Americans are worried about this rising debt, and they have reason to be. As
the CBO puts it, “Unless policymakers restrain the growth of spending, increase
revenues significantly as a share of GDP, or adopt some combination of those two
approaches, growing budget deficits will cause debt to rise to unsupportable
levels.”
What does “unsupportable” mean? Interest rates—and thus borrowing costs—could
rise significantly as lenders worry about America’s ability to repay. And if
history is a guide, a debt-to-GDP ratio in the 100 percent range will seriously
constrain the economy, -according to This Time It’s Different: Eight
Centuries of Financial Folly, a 2009 book by Carmen Reinhart and Kenneth
Rogoff that may turn out to be the most influential analysis of the current
crisis. For the public, the worry extends beyond the debt itself to the very
role of the federal government. According to Gallup, by a margin of 57 percent
to 37 percent, Americans say there is “too much” rather than “not enough
regulation of business by government.” Big business is unloved, but more and
more, government is seen as clumsy, venal, and self-serving.
_____________
There is no denying that the narrative about how greedy financiers caused the
economic crisis still has currency. But another narrative now looms larger. It
is that the government’s attempts to fix the problem through spending have been
ineffectual at best and, more likely, dangerous to our economic health.
When the financial meltdown occurred, it seemed almost certain that Americans
would judge that the conservative economic experiment of 1981-2008 had failed.
Instead, they seem to be leaning in the opposite direction—toward a conclusion
that it was the liberal economic experiment of 2009-10 that has failed.
This conclusion is not being warmly embraced so much as reluctantly conceded.

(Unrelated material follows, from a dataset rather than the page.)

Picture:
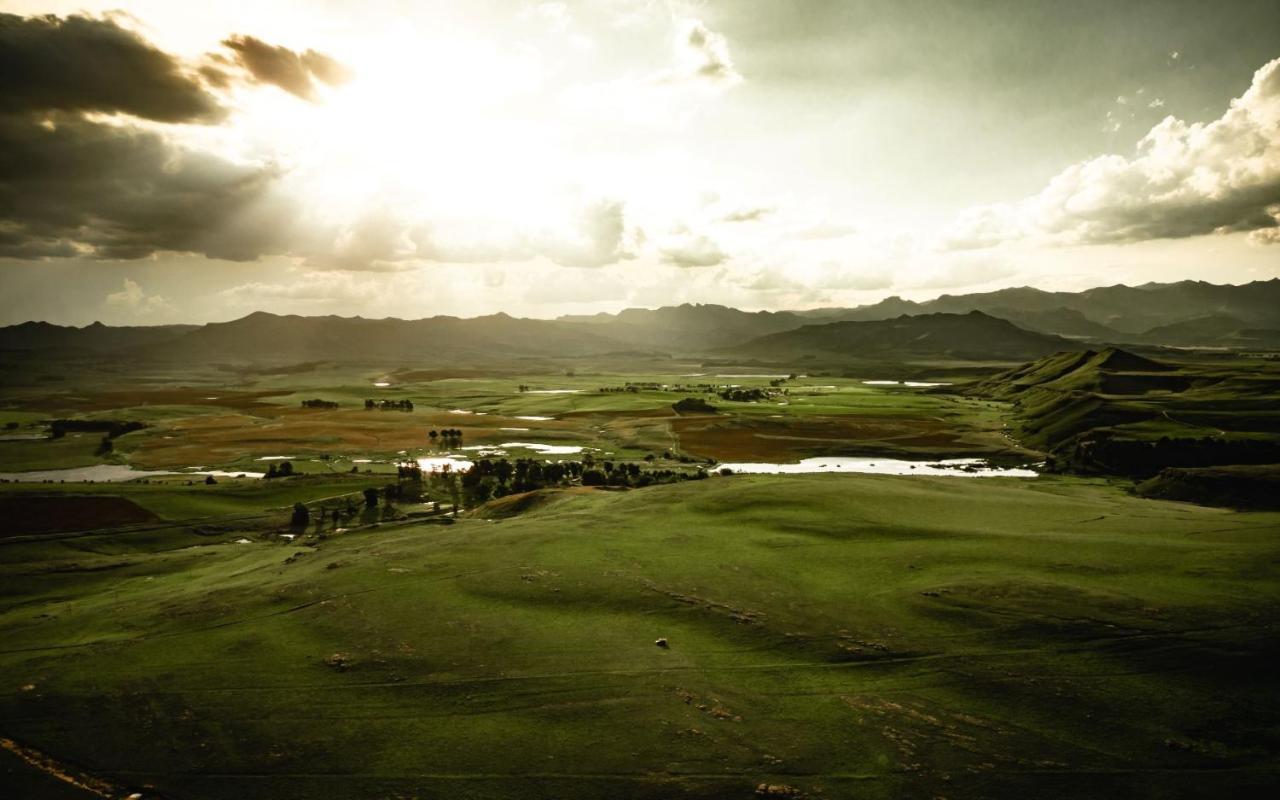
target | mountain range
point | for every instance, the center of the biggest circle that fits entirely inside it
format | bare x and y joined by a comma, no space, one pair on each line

Things could change. Conservatives will face a challenge later this year over
whether to extend tax cuts that, at least from a “seen” viewpoint, will further
increase the debt. Still, when you consider that a repudiation of free-market
capitalism and what President Sarkozy called a “return of the state” appeared
almost certain when the crisis broke, we should be both humbled by and thankful
for this strange and constructive turn of events.